The battle over stem cell research in Missouri doesn't lack for star power.
Ailing actor Michael J. Fox, rock star cancer-survivor Sheryl Crow, Super Bowl hero Kurt Warner, World Series pitcher Jeff Suppan and celebrities galore have all given voters their two cents.
Their fame threatens to overshadow the tight Senate race between Republican Sen. Jim Talent and Democratic challenger Claire McCaskill.
Mixing candidates and measures
As the Nov. 7 elections near, Missouri's Senate race is intertwining with a ballot measure that would engrave the right to conduct embryonic stem cell research into the state constitution. McCaskill supports it; Talent opposes it.
The ballot initiative and Senate contest already have cost around $30 million each, counting money raised or spent by various campaign committees, the candidates and their political parities.
McCaskill's campaign began airing ads over the weekend featuring Fox, who while shaking from the effects of Parkinson's disease, urges voters to elect McCaskill because of her support for stem cell research. The ad prompted criticism from conservative commentator Rush Limbaugh.
The coalition supporting the initiative - which recent polls show has the support of 58 percent of likely voters - also has run ads featuring Crow, a native Missourian.
The ads prompted a group opposing the ballot initiative to hasten its own ad. That spot features five celebrities - including Warner, who led the St. Louis Rams to the 2000 NFL title; "Everybody Loves Raymond" actress Patricia Heaton; and Suppan.
The ad also features actor James Caviezel, who portrayed Jesus in "The Passion of the Christ," and Kansas City Royals baseball player Mike Sweeney, who is deeply religious.
With all the attention, the stem cell initiative could help determine the outcome of Missouri's Senate race - and thus control of the U.S. Senate. Democrats need to gain six seats nationally to wrest control of the chamber away from Republicans, and recent polls show Talent and McCaskill about even.
"Clearly, Claire McCaskill thinks that it would be advantageous for her to be linked to it," said political scientist Dave Robertson, of the University of Missouri-St. Louis. "Whether or not that's born out, it's really going to be hard to tell."
High-profile ballot issue
Missourians have a recent history of being drawn to the polls by high-profile ballot issues. An August 2004 constitutional amendment banning gay marriage attracted more votes than any other contest on the ballot.

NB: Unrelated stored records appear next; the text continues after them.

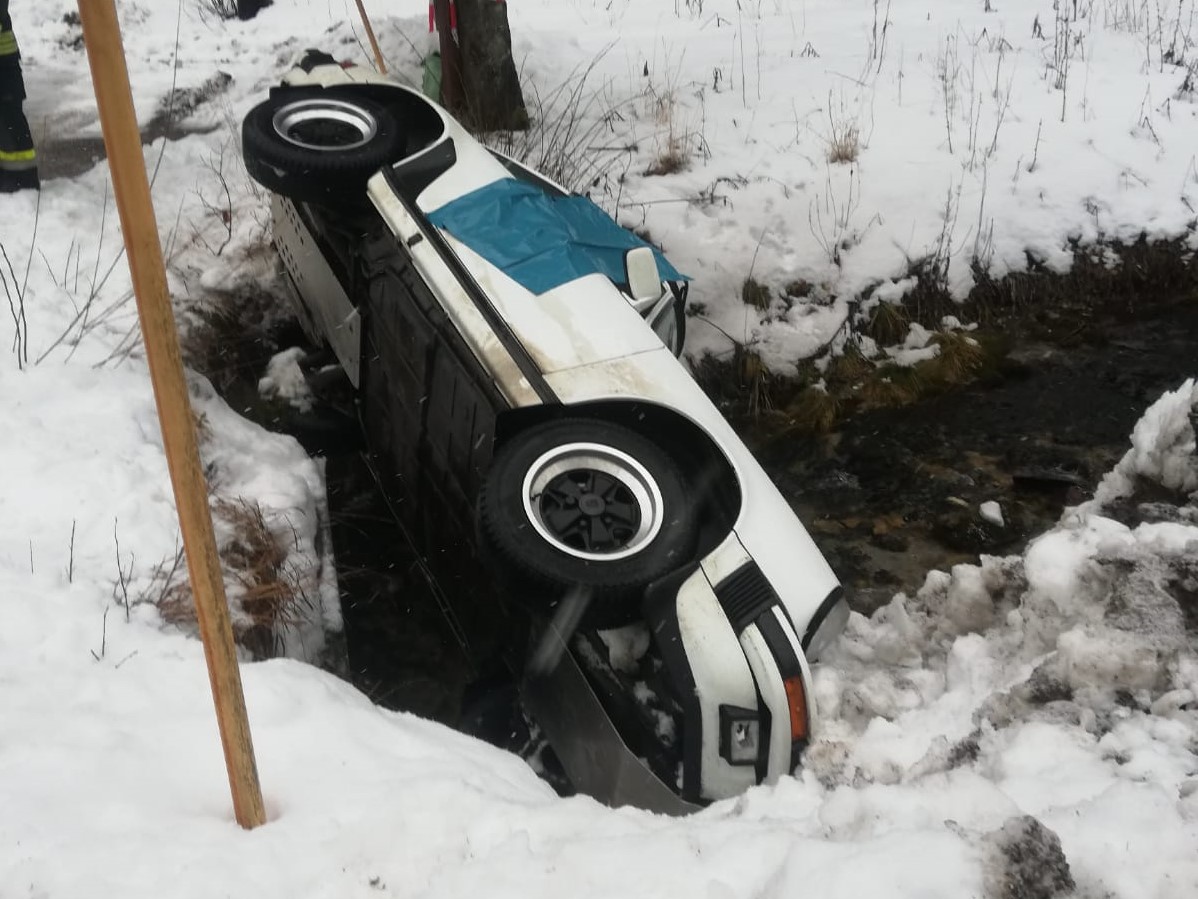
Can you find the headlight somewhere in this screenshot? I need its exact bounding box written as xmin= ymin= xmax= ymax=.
xmin=720 ymin=706 xmax=761 ymax=765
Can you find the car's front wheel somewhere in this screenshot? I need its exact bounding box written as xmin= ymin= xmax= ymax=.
xmin=479 ymin=418 xmax=698 ymax=627
xmin=241 ymin=89 xmax=406 ymax=203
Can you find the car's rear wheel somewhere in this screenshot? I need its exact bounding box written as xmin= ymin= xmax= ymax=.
xmin=241 ymin=89 xmax=406 ymax=203
xmin=479 ymin=418 xmax=698 ymax=627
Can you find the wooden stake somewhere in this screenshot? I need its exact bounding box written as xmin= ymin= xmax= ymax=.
xmin=79 ymin=0 xmax=266 ymax=828
xmin=357 ymin=0 xmax=387 ymax=74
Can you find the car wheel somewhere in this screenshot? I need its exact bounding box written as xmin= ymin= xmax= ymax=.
xmin=241 ymin=90 xmax=406 ymax=203
xmin=479 ymin=418 xmax=698 ymax=627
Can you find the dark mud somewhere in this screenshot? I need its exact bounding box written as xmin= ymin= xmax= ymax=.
xmin=750 ymin=295 xmax=1198 ymax=613
xmin=37 ymin=72 xmax=232 ymax=181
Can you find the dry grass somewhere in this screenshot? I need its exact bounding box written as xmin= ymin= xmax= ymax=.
xmin=645 ymin=89 xmax=691 ymax=175
xmin=827 ymin=125 xmax=861 ymax=163
xmin=864 ymin=301 xmax=910 ymax=346
xmin=740 ymin=274 xmax=774 ymax=312
xmin=786 ymin=387 xmax=845 ymax=434
xmin=824 ymin=91 xmax=861 ymax=164
xmin=919 ymin=331 xmax=990 ymax=387
xmin=824 ymin=344 xmax=875 ymax=385
xmin=857 ymin=366 xmax=927 ymax=411
xmin=143 ymin=497 xmax=309 ymax=659
xmin=645 ymin=138 xmax=690 ymax=175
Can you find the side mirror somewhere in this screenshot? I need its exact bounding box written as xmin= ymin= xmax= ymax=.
xmin=624 ymin=247 xmax=661 ymax=300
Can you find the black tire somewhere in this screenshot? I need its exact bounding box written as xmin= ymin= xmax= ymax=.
xmin=241 ymin=89 xmax=407 ymax=205
xmin=478 ymin=418 xmax=698 ymax=627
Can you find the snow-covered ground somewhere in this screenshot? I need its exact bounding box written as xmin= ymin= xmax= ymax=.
xmin=0 ymin=0 xmax=1198 ymax=899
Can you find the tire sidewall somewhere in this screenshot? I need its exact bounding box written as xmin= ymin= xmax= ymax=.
xmin=242 ymin=88 xmax=406 ymax=201
xmin=479 ymin=420 xmax=697 ymax=598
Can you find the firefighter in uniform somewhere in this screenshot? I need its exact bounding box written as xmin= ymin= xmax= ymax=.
xmin=0 ymin=0 xmax=38 ymax=193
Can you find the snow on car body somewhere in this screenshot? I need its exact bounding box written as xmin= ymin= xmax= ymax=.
xmin=238 ymin=56 xmax=847 ymax=810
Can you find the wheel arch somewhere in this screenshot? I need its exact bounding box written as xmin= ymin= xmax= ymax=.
xmin=495 ymin=399 xmax=743 ymax=557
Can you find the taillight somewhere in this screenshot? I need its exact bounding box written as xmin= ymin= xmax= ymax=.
xmin=782 ymin=675 xmax=809 ymax=743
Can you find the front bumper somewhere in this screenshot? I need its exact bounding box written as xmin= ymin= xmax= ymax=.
xmin=646 ymin=533 xmax=847 ymax=802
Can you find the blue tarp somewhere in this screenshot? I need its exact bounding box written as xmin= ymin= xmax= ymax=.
xmin=429 ymin=179 xmax=685 ymax=294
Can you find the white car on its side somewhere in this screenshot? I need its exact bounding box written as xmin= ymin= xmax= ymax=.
xmin=243 ymin=53 xmax=848 ymax=811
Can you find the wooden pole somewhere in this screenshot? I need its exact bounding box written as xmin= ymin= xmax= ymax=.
xmin=79 ymin=0 xmax=266 ymax=828
xmin=357 ymin=0 xmax=387 ymax=74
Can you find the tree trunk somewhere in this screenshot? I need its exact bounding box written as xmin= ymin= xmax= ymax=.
xmin=455 ymin=0 xmax=528 ymax=131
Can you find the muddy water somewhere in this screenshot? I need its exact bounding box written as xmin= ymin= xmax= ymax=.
xmin=762 ymin=296 xmax=1198 ymax=613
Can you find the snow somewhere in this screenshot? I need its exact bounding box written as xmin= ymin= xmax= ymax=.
xmin=0 ymin=0 xmax=1198 ymax=899
xmin=978 ymin=500 xmax=1003 ymax=527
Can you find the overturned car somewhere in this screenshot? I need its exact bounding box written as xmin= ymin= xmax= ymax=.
xmin=243 ymin=53 xmax=848 ymax=811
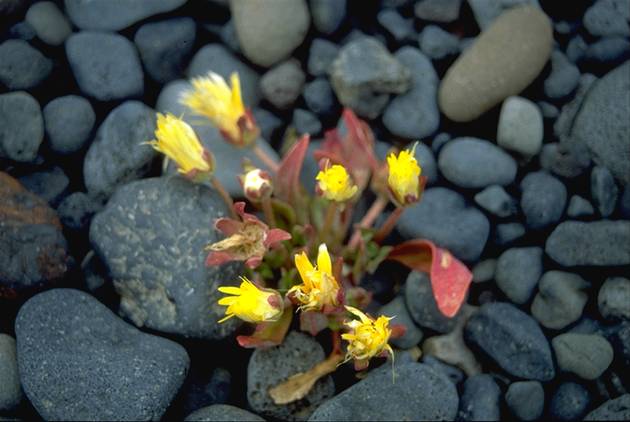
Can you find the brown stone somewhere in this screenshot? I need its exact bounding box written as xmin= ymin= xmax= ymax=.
xmin=438 ymin=5 xmax=553 ymax=122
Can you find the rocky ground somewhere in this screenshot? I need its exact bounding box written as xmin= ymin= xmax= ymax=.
xmin=0 ymin=0 xmax=630 ymax=420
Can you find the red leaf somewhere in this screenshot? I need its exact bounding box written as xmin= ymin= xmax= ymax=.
xmin=387 ymin=239 xmax=472 ymax=318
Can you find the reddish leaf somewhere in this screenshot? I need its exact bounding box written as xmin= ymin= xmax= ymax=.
xmin=236 ymin=306 xmax=293 ymax=349
xmin=387 ymin=239 xmax=472 ymax=318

Opponents of the stem cell initiative are hoping a similar religious-based movement can spur them to victory this year. Their attention is focused on ballot language that, while banning the cloning of human beings, allows an embryonic cloning technique that opponents contend destroys early human life.
That opposition is the main reason why anti-abortion voter James Cochran Jr., 43, says he will be casting his ballot for Talent. He recently was driving his parents' van plastered with six "pro-life" bumper stickers, including one declaring "Vote No on Amendment 2. Defeat the phony cloning ban."
Less flamboyant but equally passionate is Sharon Fockler, 63, who declares: "I'm for the stem cells and I'm going with McCaskill." Fockler explains that she's voting for the Democrat primarily because she's dissatisfied with Republicans in Washington, not specifically because of her support for stem cell research. But the correlation still exists.
Whether the correlation will carry on Election Day is the big unknown. "There's no question that the stem cell, and a few of the other ballot measures that are out there, are going to be energizing the different voting groups," said Kurt Jefferson, chairman of the political science department at Westminster College in Fulton.
But Jefferson and Robertson both are leery of directly linking the stem cell initiative and Senate race, especially considering that polls show the war in Iraq to be a prime issue Senate voters.
There has not necessarily been a correlation between successful Missouri ballot measures and candidates. Republican John Ashcroft, a staunch gambling opponent, easily won Missouri's 1994 Senate race even as voters approved an expansion of state-sanctioned gambling by allowing slot machines on riverboat casinos.
"Missourians are notorious for voting one direction with a ballot measure, but maybe sending another message with the member going to Congress," Jefferson said.